Sürdürülebilir turizmin; doğal kaynakların korunmasından atıkların azaltılmasına, kültürel ve sosyal çeşitliliğin muhafazasından yerel toplumun sürece dahil edilmesine kadar geniş bir hedef yelpazesi sunduğunu belirten Ersoy, turizm faaliyetlerinin yalnızca ekonomik kazanç değil, çevreye, doğaya ve insana saygılı bir kalite anlayışıyla yürütülmesi gerektiğinin altını çizdi.

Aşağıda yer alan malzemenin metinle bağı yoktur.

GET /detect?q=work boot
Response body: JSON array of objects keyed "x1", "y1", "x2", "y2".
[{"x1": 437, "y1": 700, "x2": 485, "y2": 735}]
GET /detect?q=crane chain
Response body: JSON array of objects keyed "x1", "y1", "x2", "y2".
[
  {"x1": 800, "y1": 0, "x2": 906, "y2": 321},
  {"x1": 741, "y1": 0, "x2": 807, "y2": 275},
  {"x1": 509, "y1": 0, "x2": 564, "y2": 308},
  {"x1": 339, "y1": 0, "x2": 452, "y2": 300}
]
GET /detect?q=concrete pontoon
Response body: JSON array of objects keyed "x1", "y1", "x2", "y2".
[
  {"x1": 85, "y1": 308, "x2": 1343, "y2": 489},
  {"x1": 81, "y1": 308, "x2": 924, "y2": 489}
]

Ersoy, dünya üzerinde hem çok sayıda uygarlığa ev sahipliği yapmış hem de doğal ve beşerî koşulları sayesinde mevcut tüm turizm çeşitlerinin rahatlıkla hayata geçirilebildiği ülke sayısının oldukça az olduğuna dikkat çekerek, Türkiye’nin bu alandaki ayrıcalıklı konumuna dikkat çekti.
Alternatif turizm türlerinde de güçlü bir aktör
Deniz turizminin yanı sıra termal turizm, kış sporları, doğa turizmi, dalış ve eko turizm, kongre, fuar ve düğün turizmi, kruvaziyer ve yat turizmi, golf turizmi ve inanç turizmi gibi birçok alternatif alanda da Türkiye’nin çok geniş ve eşsiz imkânlara sahip olduğunu belirten Ersoy, bu çeşitliliğin sürdürülebilir kalkınma hedefleriyle entegre biçimde geliştirildiğini ifade etti.
Artan gelir düzeyi, ulaşım ve iletişim teknolojilerindeki gelişmeler ve insanların yeni yerler görme arzusu doğrultusunda en hızlı büyüyen sektörlerden biri hâline gelen turizmin, sadece konaklama ve ulaşım değil, yaklaşık 38 farklı sektörü doğrudan ve dolaylı olarak etkilediğini kaydeden Ersoy, bu yapının ülkelerin dikkatini daha fazla turizm yatırımlarına yönelttiğini vurguladı.
Özellikle gelişmekte olan ülkelerin, ekonomik darboğazların aşılması sürecinde turizmi stratejik bir çıkış alanı olarak değerlendirdiğine işaret eden Ersoy, artan talep doğrultusunda yapılan harcamaların, sadece turizm sektöründe değil, bu sektöre bağlı tüm üretim alanlarında da önemli gelir kapıları oluşturduğunu söyledi.
“Turizm doğru yönetildiğinde kalkınmanın itici gücüdür”
“Sonuç itibarıyla turizm, bilinçli bir şekilde uygulandığında ne yerel ekonomiye ve çevreye zarar verecek bir etken, ne de sosyal ve kültürel değerleri bozacak bir kirlilik haline gelecek, ekonomik kalkınmanın arkasındaki en önemli itici güçlerden biri olma işlevini artırarak devam ettirecektir.” diyen Ersoy, Türkiye’nin turizmde elde ettiği bilgi, birikim ve deneyimi Avrasyalı paydaşlarla her platformda paylaşmaktan memnuniyet duyduklarını kaydetti.
18'inci Verona Avrasya Ekonomi Forumu, bu yıl “New Energy for New Economic Realities” temasıyla, Avrasya ülkeleri arasında ekonomi, enerji, ulaşım, dijital teknoloji, tarım, finans ve turizm alanlarında iş birliğini geliştirme amacıyla düzenleniyor.